Understanding why nutritional demands escalate in pregnancy requires understanding the physiological changes that occur across three trimesters. The governing principle is straightforward: a woman is now supporting two organisms — her own expanded physiology and a growing fetus — with a single alimentary tract.

Iron requirements increase dramatically: a non-pregnant woman requires approximately 1–2 mg absorbed iron per day; in the second and third trimesters this rises to 6–7 mg/day, far exceeding what most Indian diets can provide bioavailably. The main drivers are the expansion of maternal red cell mass (requiring ~500 mg elemental iron), fetal and placental iron deposition (~300 mg), and expected blood loss at delivery (~200 mg). Total additional iron requirement across pregnancy is approximately 1,000 mg — impossible to source from diet alone in a resource-limited setting, which is why supplementation is mandatory rather than optional.

Folate (folic acid/vitamin B9) is required for DNA synthesis and cell division. The neural tube closes between days 22–28 post-fertilisation, making the periconceptional window critical. Later in pregnancy, folate supports rapid fetal cell replication, placental development, and prevention of megaloblastic anaemia. Folic acid from dietary sources (leafy green vegetables, legumes) is poorly absorbed; synthetic folic acid in supplements has approximately 70% higher bioavailability.

Calcium is required for fetal skeletal mineralisation, which accelerates sharply from 20 weeks onward. The fetus deposits approximately 200–250 mg of calcium per day in the third trimester. The maternal parathyroid compensates by increasing intestinal absorption, but in women with low dietary calcium intake (as is common in rural India), supplementation is necessary.

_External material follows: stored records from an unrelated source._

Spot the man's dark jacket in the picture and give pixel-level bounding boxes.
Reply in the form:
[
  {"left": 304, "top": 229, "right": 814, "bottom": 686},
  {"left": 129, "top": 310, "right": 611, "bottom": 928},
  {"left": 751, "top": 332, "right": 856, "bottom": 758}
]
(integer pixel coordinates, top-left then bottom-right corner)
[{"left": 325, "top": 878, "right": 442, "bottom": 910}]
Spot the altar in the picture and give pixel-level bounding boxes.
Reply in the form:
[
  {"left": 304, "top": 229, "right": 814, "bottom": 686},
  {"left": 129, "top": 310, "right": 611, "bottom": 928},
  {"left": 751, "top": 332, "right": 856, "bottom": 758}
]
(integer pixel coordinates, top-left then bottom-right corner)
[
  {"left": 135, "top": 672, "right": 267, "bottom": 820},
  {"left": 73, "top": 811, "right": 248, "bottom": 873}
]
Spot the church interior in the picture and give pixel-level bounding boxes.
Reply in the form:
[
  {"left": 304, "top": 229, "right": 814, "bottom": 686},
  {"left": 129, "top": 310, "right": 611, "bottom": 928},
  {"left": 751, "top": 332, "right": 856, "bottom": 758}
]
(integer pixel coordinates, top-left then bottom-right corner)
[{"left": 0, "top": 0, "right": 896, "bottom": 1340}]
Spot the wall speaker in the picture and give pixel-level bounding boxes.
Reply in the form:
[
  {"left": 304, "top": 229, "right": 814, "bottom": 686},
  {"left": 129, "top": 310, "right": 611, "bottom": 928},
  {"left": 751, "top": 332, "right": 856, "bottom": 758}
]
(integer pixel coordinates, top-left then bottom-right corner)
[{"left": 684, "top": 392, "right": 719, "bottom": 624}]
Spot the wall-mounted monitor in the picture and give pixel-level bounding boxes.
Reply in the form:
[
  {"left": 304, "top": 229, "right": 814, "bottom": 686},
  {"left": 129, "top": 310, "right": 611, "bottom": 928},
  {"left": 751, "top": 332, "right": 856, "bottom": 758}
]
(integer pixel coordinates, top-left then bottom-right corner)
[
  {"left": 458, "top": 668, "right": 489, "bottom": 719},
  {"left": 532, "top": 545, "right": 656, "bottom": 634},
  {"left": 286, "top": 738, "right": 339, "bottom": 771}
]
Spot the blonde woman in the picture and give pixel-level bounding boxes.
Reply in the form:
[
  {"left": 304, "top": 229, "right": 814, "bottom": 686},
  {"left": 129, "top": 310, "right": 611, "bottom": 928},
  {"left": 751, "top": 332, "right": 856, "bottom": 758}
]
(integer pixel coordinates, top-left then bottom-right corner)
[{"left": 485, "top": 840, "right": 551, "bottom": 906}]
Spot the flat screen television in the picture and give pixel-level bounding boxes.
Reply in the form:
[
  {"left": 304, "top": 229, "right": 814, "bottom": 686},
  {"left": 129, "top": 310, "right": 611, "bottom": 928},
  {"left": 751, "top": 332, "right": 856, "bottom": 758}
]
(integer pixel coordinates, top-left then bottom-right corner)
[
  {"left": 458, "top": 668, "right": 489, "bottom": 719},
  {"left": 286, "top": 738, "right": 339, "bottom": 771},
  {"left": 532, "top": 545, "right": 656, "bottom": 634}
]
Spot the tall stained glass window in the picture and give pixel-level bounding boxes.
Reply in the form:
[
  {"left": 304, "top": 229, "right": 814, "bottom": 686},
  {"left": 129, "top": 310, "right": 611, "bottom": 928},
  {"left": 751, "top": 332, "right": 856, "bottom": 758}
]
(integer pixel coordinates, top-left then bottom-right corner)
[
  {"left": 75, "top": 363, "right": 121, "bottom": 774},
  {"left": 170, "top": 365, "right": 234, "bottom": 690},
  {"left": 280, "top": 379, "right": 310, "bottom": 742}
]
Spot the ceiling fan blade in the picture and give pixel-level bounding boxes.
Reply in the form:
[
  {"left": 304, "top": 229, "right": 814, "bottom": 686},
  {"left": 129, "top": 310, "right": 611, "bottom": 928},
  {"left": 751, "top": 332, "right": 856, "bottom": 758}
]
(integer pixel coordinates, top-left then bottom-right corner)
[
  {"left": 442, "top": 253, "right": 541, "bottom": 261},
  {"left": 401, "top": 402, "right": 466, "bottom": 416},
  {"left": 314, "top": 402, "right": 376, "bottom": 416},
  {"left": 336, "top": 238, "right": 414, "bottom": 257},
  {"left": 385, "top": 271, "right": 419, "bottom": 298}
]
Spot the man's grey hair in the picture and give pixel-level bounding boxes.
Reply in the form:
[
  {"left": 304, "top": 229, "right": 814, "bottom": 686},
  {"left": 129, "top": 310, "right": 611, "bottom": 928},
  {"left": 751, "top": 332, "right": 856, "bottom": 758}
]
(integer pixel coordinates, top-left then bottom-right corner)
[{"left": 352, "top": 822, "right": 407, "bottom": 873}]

Adequate calcium supplementation also reduces the risk of pre-eclampsia — a benefit that has led WHO to recommend calcium supplementation (1.5–2 g/day) specifically in populations with low dietary calcium intake.

Iodine deficiency causes cretinism and cognitive impairment in the neonate; the maternal requirement increases from 150 µg/day to 220 µg/day in pregnancy. Use of iodised salt is the primary strategy; in iodine-deficient areas, direct supplementation is recommended.

Vitamin D is required for calcium absorption; deficiency is highly prevalent in India despite abundant sunlight due to skin pigmentation, cultural clothing practices, and indoor work. Requirements increase to 600 IU/day in pregnancy.

SELF-CHECK

A pregnant woman at 24 weeks has haemoglobin of 10.3 g/dL (mild anaemia). She says she has been taking her IFA tablet every day. Which of the following is the MOST important next step?

A. Double her IFA dose to 120 mg elemental iron

B. Assess dietary habits — especially tea/coffee intake with meals — and advise on optimising iron absorption

C. Prescribe injectable iron immediately as oral iron has failed

D. Defer further investigation until the third trimester

Reveal Answer

Answer: B. Assess dietary habits — especially tea/coffee intake with meals — and advise on optimising iron absorption

Tea and coffee contain tannins that markedly inhibit non-haem iron absorption. Before escalating to injectable iron, compliance should be confirmed, and dietary factors optimised (take IFA on empty stomach or with vitamin C-rich foods; avoid tea/coffee within 1 hour of IFA). Injectable iron is reserved for severe anaemia (Hb <7 g/dL), malabsorption, or intolerance, not for mild anaemia in a patient claiming compliance.

Nutritional Assessment and Counselling Technique

A structured nutritional assessment at each ANC contact should be brief, non-judgmental, and culturally sensitive. The key elements are:

Step 1 — Anthropometric Assessment: Weigh the patient at every visit and plot on a weight-gain chart. Calculate or recall pre-pregnancy BMI. Target weight gain by pre-pregnancy BMI (IOM guidelines, adapted for Indian women): underweight (BMI <18.5) → 12.5–18 kg total; normal weight (18.5–24.9) → 11.5–16 kg; overweight (25–29.9) → 7–11.5 kg; obese (≥30) → 5–9 kg. In practice, a weight gain of approximately 1–1.5 kg/month in the second and third trimesters is acceptable as a clinical rule of thumb. Fundal height measurement complements weight gain assessment for fetal growth.

Step 2 — Dietary History: A brief 24-hour dietary recall is the most practical tool in a busy clinic. Ask about: staple grain (rice/wheat/millets), protein source (pulses/legumes/eggs/fish/meat), green leafy vegetables (spinach, methi, drumstick leaves — the most affordable iron and folate sources), dairy (milk/curd — calcium), and fruits. Identify barriers: food insecurity, cultural restrictions (e.g., taboos around egg eating in first trimester), nausea limiting intake, economic constraints.

Step 3 — Supplement Prescription: The National Health Mission (NHM) standard supplement regimen for pregnancy in India is:

  • IFA (Iron–Folic Acid) tablet — 1 tablet daily containing 60 mg elemental iron + 500 µg (0.5 mg) folic acid, starting as early as possible in pregnancy and continuing for a minimum of 180 days (6 months). This is different from the preconception tablet (0.4 mg folic acid only) — both are available at PHC free of cost.
  • Calcium supplement1 g elemental calcium per day (typically two 500 mg tablets, one twice daily), starting from the second trimester (approximately 14–20 weeks) through delivery and lactation. This is particularly important in populations with low dietary dairy intake.
  • Iodine — ensure iodised salt use. In documented deficiency areas, potassium iodide supplementation is prescribed.
  • Vitamin D — 400–600 IU/day is the standard recommendation; in women with clinical deficiency (symptoms, low sun exposure), higher replacement doses may be required under supervision.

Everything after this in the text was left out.